DBS stands for "dried blood spot". One aspect of the system, which uses microfluidic technology, is that it can deliver more reliable information compared to traditional dried blood-based sampling, which makes at-home testing easier and more reliable. The method, called microsampling, also requires considerably less blood than existing blood tests.
The company's first generation HemaXis system, HemaXis DB, is already in the market in Europe and the company is establishing partnerships in Europe and the United States. The funds raised are going to the development of a second-generation device called HemaXis DP, which will be able to passively separate plasma from serum without the need for centrifugation or filtration.
“The advantages of our technology are clear: the device can be used by anyone in a non-medical environment, blood samples are reliable, secured and standardized, logistics are simplified, and it fits within the existing workflow, all together resulting in significant cost savings for labs,” CEO Eric Ödman said in a statement. “This model is beneficial for us and our partners because they can expand their market by reaching more patients and it enables us to leverage them to build awareness and prescribe the use of our devices through their distribution networks in an estimated addressable market size of USD 20 Billion”.

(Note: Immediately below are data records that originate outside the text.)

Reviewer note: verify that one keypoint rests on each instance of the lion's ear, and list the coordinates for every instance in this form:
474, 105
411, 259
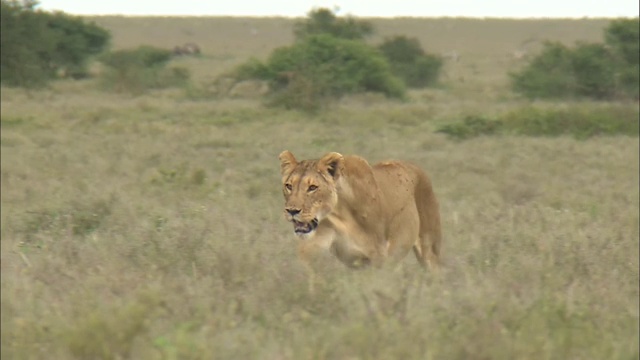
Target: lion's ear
287, 162
332, 163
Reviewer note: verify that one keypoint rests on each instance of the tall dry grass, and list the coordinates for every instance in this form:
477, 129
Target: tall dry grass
151, 228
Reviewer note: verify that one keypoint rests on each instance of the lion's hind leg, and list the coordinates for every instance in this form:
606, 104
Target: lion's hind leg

A handful of companies are trying to reinvent the way blood is drawn for testing. At CES this year, Seventh Sense Biosystems unveiled its TAP device which draws blood in two to three minutes without large needles. In addition there are at-home lab test makers like Everlywell and myLabBox and wellness companies that promise to deliver insights from blood tests, like Segterra and Cor. Of course, investors are also especially wary of this space after Theranos, a company that promised to reinvent blood testing with an advanced finger prick system, overstated the capabilities of its technology and ran afoul of both investors and the FDA.